[Feature Request]: Speaker labels (Diarization) #74

thewh1teagle · 2024-05-21T01:21:20Z

Goal

Provide speaker labels along with the transcriptions (eg. Speaker1: ..., Speaker2: ...)
Do it in the same time when transcribing efficient and lightweight.

Research

https://github.com/wq2012/awesome-diarization

Possible ways:
Use c/c++ diarization libs in Rust using bindgen
Replicate pyannote-audio to Rust with tch-rs

Use ONNX runtime with ort

pykeio/ort#208

pyannote/pyannote-audio#1322

Best combination:
pyannote-segmentation-30
WespeakerVoxcelebResnet34LM

The text was updated successfully, but these errors were encountered:

florianchevallier · 2024-05-27T09:17:35Z

I don't know if it helps but here is the most successful Notebook I know to perform this, maybe it's adaptable in rust?

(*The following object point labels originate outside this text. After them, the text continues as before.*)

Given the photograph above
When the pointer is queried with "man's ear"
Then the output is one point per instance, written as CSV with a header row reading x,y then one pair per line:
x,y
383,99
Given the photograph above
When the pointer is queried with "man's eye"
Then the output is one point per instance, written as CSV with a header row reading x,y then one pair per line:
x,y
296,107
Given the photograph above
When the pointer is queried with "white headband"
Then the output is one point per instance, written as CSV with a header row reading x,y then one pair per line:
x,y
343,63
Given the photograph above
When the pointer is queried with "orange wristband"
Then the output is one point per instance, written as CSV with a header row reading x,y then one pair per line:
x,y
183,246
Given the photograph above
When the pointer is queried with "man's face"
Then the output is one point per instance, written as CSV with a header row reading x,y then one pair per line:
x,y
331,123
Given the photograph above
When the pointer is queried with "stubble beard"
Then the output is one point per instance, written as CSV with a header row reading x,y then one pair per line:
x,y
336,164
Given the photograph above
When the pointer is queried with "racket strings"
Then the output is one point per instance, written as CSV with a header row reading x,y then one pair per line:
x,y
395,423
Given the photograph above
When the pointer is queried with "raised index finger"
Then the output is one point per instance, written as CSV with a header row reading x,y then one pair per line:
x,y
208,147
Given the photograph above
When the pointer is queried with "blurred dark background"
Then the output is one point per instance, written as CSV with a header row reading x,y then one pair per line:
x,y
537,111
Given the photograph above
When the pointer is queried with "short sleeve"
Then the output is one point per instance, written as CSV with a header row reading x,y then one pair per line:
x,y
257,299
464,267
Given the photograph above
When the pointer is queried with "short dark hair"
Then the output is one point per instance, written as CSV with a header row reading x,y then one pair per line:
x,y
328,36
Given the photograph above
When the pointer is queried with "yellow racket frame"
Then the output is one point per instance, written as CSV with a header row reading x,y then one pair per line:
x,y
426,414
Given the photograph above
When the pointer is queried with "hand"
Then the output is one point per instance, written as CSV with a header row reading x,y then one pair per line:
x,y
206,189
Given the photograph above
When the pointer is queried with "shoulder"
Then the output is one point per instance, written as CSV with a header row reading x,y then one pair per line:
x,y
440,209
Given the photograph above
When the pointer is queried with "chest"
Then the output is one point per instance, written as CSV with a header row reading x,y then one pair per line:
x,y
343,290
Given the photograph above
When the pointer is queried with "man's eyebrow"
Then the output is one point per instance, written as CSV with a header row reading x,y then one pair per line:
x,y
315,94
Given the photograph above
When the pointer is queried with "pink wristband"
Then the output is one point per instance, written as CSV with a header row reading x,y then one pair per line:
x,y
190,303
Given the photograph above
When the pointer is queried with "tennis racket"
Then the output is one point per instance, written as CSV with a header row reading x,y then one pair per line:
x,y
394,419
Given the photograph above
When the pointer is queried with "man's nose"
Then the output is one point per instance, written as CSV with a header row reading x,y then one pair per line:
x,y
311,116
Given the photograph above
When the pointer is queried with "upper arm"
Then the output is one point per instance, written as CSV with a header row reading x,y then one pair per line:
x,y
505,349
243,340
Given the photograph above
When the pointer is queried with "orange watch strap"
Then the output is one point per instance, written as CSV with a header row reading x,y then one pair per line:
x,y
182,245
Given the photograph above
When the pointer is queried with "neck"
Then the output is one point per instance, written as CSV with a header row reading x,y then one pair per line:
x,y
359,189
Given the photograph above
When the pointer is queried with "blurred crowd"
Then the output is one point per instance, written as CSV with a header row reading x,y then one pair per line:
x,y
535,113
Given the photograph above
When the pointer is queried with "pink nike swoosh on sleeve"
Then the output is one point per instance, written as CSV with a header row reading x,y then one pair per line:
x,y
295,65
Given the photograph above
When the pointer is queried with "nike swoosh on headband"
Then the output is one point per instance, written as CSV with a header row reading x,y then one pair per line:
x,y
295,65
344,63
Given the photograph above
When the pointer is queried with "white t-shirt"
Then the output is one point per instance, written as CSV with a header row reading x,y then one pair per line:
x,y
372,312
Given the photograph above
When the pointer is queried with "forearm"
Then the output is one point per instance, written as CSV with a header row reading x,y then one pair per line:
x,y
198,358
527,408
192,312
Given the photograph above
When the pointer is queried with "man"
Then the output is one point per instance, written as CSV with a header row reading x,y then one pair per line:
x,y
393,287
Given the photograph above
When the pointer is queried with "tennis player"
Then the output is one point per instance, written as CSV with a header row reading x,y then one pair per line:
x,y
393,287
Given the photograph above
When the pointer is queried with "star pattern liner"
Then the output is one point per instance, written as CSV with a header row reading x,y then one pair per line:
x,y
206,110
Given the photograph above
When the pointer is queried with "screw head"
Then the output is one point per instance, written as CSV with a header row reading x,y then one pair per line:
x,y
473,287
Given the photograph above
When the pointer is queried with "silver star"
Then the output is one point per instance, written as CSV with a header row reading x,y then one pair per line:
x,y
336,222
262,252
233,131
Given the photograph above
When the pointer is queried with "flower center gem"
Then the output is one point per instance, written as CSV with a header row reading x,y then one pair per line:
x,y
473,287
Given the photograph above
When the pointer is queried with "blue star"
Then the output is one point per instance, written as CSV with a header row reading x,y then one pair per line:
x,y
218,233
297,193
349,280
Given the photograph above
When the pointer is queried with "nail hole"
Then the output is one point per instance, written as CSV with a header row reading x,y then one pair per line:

https://github.com/MahmoudAshraf97/whisper-diarization/tree/main

thewh1teagle · 2024-06-02T03:32:19Z

Thanks! Most of the implementation in python uses pyannotate
Since we use Rust in vibe it's more challenging as I can't find any oss project that does it.

We'll probably use onnx ai runtime with https://github.com/pykeio/ort for segmentation and https://github.com/nkeenan38/voice_activity_detector for vad

oleole39 · 2024-06-05T01:13:12Z

Thanks! Most of the implementation in python uses pyannotate Since we use Rust in vibe it's more challenging as I can't find any oss project that does it.

We'll probably use onnx ai runtime with https://github.com/pykeio/ort for segmentation and https://github.com/nkeenan38/voice_activity_detector for vad

Or cheat a bit ? https://rustpython.github.io (never used it myself though)

thewh1teagle · 2024-06-05T05:00:29Z

Or cheat a bit ? https://rustpython.github.io (never used it myself though)

Looks like a useful crate! but I hope we can continue to avoid using Python for as long as possible to maintain top-notch performance and quality.

altunenes · 2024-07-05T14:49:04Z

I'm not an expert in this area maybe this could be very stupid but I tried to create a minimal Python script using an onnx model (heavily dependent on https://github.com/pengzhendong/pyannote-onnx) to gain more insight into the process of converting this to rust (using ort for rust).

Converting this script into the Rust doesn't seem like a big deal to me, but of course, I might be missing something critical here (especially on the segmentation part) haha

warning: I tested this only with this file: https://github.com/pengzhendong/pyannote-onnx/blob/master/data/test_16k.wav so may not be appropriate with a general solutions...

import numpy as np
import onnxruntime as ort
import soundfile as sf
from itertools import permutations

class MinimalSpeakerDiarization:
    def __init__(self, model_path):
        self.num_classes = 4
        self.vad_sr = 16000
        self.duration = 10 * self.vad_sr
        self.session = ort.InferenceSession(model_path)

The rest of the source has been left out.